Начиналась теплая осень. Большую часть времени я ходил до устали по аллеям нашего опустелого сада. Он заканчивался частоколом под горою, ведущею на кладбище. Из-за этой горы всходило солнце; на этой горе, как мне думалось, таился переход в будущую жизнь: находились мертвые, призванные к Богу. Я не верил в Машину смерть; в сознательные годы я еще не испытал ни одной утраты. Но мне казалось, что Иисус Христос, с его длинными, вьющимися волосами и его грустным, глубоким и любящим взглядом, находился где-то в очень страшной близости возле Маши и что влияние Его таинственной власти будто коснулось нашего дома. Мне думалось, что Он один очень хорошо знал, что, собственно, у нас происходило, но что Он непонятным для меня образом доволен тем, что случается, и что Он все более и более завладевает Машей. И мне почему-то было все-таки очень грустно и страшно за Машу.

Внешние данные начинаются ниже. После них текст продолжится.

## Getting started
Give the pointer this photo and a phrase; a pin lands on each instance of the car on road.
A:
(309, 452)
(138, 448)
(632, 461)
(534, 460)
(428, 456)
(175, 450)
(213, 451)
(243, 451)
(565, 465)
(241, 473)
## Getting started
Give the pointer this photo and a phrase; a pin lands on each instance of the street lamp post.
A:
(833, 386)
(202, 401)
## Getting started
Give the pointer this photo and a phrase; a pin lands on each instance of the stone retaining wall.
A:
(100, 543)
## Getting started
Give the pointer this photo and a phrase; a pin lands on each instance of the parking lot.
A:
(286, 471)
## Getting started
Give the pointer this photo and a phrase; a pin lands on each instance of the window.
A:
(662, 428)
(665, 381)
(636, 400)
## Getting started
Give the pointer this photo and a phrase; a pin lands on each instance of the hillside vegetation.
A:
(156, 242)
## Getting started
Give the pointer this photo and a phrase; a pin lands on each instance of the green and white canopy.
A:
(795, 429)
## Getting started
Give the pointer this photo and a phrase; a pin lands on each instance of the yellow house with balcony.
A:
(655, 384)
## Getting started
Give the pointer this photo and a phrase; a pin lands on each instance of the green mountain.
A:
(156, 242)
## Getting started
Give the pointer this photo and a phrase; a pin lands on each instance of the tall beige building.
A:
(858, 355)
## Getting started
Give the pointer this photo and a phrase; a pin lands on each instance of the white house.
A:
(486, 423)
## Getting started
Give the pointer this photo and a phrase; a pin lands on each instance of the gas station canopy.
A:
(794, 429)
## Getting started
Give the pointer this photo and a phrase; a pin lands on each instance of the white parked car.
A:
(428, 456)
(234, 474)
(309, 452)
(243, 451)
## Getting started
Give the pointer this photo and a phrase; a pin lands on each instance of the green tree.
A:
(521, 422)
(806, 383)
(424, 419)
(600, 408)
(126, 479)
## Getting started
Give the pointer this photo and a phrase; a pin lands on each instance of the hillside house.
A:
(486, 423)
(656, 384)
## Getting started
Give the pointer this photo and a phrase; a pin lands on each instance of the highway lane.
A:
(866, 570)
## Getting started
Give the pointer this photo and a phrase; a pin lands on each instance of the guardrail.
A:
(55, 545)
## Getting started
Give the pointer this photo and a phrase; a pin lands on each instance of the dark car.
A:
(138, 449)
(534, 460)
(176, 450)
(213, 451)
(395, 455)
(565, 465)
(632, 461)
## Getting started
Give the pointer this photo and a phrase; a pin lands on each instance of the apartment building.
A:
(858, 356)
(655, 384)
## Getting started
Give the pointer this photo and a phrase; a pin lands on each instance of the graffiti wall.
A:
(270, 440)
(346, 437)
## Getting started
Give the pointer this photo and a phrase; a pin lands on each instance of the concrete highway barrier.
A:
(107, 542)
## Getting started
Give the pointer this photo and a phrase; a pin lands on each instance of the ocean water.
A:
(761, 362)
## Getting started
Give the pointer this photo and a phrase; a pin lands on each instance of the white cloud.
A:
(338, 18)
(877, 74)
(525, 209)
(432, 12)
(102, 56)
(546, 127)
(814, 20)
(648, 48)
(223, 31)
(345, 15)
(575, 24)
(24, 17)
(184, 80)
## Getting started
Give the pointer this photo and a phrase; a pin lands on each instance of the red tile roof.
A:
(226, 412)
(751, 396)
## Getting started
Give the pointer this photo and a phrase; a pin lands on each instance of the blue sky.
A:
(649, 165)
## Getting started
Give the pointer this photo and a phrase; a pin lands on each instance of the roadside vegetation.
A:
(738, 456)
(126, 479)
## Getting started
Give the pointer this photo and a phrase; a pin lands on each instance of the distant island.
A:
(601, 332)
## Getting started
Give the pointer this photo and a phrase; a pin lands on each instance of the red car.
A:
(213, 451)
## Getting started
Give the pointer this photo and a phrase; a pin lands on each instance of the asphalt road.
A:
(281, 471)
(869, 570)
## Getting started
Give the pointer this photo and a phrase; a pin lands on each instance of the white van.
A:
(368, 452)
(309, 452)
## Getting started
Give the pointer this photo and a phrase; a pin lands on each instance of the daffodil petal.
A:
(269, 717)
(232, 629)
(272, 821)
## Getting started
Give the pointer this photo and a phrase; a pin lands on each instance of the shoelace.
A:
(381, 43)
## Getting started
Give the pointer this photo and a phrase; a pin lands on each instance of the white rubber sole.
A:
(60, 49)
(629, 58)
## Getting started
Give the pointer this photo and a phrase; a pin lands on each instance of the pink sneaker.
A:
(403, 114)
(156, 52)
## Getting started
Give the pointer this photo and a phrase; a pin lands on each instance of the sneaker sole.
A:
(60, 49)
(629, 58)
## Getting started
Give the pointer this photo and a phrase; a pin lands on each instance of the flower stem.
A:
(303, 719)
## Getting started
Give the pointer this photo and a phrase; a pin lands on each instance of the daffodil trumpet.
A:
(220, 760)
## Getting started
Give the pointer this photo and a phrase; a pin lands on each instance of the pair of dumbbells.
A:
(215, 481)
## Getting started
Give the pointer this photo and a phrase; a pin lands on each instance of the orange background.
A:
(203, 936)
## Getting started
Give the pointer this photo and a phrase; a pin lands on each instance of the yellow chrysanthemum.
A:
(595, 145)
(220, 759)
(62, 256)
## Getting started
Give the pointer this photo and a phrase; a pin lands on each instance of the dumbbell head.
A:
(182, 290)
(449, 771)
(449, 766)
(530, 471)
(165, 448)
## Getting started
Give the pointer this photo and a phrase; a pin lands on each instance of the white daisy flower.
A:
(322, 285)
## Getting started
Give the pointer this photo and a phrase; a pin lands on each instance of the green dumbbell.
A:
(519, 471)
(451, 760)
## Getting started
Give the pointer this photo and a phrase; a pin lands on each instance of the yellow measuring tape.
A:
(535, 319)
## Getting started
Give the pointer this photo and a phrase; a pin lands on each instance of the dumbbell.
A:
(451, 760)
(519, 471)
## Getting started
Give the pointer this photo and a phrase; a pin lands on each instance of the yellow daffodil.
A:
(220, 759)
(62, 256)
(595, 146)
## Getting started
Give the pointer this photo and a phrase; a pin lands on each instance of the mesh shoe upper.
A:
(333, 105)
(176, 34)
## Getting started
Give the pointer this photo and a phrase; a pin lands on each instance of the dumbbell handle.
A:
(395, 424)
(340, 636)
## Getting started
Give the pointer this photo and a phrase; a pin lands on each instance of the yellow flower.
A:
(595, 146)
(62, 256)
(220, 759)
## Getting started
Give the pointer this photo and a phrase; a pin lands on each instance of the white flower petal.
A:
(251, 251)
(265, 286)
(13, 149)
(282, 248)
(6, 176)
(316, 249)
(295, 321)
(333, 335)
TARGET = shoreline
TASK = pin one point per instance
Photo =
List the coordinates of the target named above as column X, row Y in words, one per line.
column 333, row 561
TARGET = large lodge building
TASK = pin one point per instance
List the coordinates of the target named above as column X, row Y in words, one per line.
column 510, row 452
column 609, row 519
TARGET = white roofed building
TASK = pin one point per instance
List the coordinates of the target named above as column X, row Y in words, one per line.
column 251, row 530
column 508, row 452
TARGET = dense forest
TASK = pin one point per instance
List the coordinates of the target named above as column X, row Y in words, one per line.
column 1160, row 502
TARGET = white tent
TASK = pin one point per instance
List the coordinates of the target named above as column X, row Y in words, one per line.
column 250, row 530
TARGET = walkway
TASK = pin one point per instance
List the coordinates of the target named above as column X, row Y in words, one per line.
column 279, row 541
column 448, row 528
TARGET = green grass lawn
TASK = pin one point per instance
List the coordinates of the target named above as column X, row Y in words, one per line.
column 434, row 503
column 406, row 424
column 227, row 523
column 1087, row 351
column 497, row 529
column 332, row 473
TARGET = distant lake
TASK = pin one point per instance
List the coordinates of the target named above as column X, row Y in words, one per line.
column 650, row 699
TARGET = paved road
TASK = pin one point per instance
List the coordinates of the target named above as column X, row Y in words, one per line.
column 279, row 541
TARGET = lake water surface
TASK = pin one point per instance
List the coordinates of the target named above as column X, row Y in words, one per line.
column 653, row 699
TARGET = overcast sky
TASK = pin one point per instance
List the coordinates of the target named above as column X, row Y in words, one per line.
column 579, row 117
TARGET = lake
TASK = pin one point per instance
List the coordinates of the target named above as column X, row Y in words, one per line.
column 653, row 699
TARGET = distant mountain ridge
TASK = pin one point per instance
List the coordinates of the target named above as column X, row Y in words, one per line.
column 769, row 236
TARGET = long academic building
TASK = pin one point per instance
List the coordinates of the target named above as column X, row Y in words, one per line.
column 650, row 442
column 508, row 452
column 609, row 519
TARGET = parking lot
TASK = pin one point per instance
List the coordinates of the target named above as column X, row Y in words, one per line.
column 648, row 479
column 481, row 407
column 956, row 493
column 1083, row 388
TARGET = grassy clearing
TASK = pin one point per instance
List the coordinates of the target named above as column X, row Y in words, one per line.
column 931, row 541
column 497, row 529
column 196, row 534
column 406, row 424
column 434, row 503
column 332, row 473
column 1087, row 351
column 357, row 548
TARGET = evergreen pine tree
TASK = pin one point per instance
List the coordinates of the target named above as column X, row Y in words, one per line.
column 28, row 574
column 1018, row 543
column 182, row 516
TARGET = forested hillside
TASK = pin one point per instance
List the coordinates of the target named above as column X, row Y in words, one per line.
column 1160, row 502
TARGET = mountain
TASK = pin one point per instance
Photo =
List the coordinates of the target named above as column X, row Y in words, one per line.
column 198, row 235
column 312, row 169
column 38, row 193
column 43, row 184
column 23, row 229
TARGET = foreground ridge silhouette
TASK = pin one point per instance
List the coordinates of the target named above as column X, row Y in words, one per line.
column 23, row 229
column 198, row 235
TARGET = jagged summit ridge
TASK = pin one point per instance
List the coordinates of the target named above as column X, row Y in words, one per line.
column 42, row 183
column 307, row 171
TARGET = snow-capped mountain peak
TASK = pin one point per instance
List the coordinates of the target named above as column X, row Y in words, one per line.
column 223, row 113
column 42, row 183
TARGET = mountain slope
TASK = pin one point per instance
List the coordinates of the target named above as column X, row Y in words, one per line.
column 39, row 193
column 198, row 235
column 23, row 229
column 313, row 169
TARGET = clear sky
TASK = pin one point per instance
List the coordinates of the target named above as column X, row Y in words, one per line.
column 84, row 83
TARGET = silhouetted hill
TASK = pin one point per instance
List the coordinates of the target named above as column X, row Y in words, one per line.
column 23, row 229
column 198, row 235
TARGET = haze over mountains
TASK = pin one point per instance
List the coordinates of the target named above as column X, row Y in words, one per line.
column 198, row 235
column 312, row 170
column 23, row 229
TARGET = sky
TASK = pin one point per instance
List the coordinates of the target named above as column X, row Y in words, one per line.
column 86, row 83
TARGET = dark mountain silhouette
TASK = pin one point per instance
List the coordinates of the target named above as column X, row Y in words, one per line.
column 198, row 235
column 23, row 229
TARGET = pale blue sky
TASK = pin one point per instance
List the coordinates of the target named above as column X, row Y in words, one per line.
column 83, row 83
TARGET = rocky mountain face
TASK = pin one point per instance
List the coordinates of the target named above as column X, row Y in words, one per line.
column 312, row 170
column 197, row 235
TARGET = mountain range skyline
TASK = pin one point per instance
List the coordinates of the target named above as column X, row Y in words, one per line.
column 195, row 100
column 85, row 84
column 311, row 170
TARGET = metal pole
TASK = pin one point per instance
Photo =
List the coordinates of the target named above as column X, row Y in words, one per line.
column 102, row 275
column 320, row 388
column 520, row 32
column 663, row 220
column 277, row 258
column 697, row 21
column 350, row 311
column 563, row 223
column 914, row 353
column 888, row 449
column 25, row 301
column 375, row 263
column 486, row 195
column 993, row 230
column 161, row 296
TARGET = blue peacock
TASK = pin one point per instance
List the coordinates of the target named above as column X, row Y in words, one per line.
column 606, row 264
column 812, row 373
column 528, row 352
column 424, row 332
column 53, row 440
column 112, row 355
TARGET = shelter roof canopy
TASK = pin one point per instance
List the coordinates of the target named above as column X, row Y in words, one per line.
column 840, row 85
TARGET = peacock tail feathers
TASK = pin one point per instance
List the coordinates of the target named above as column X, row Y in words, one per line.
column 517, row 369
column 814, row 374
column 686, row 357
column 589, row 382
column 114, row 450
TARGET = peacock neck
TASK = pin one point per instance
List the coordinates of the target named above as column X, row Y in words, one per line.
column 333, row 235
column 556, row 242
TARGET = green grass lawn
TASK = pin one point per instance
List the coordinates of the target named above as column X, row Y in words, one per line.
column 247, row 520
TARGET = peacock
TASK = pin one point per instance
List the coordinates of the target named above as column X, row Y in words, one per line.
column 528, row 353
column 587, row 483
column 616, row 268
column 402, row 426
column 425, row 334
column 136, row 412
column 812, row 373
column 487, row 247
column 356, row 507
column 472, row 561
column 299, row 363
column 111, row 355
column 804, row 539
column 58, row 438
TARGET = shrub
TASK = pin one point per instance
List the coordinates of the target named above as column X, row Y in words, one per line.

Никто, кроме меня, не наведывался в сад. Первые сухие листья падали с деревьев. Дневной свет был тих и задумчив; под моими ногами часто хрустели мертвые ветки. Я все думал о Маше и чувствовал, что моя мысль не достигает до нее и никогда уже не сможет до нее достигнуть в живом слове, потому что она ничего нашего не понимает и знать не хочет…
Однако выдался один день, когда разнеслась весть, что Маше гораздо лучше и что к ней можно входить. Я выждал, когда у нее перебывали уже другие, и, видя у всех успокоенные лица, вошел наконец и сам среди дня в Машину комнатку.
Переступив порог, я заметил, что наша старая няня что-то привязывает к телу больной, под ее рубашкой. Одеяло было откинуто; что-то бледное мелькнуло в моих глазах… Я приостановился и опустил глаза… Маша слабо, как-то механически, стонала. Няня спросила: «Теперь хорошо?» – Маша сказала: «Хорошо», и у меня сразу проступили слезы радости от этого простого, осмысленного ответа. Няня меня подозвала: «Пожалуйте». В комнате, остававшейся постоянно с закрытыми ставнями, было теперь светло; ширмочка была почти совсем отодвинута от кровати и сложена; одеяло, подоткнутое под тюфяк, плоско и аккуратно покрывало Машу по грудь. Лицо, на первый взгляд, будто не особенно изменилось; но Маша не повернулась ко мне и смотрела вверх. Я присел на кровать, чувствуя за собой право заговорить с Машей по-прежнему. Когда наши взоры встретились, я увидел в ее глазах небывалую прозрачность, какую-то стеклянную пустоту, которая меня кольнула в сердце. Я все-таки заговорил спокойным и ласковым голосом о том, что меня радовало, т. е. о ее близком выздоровлении, – о том, что теперь она начнет поправляться, что после болезни она похорошеет и что всем нам будет весело.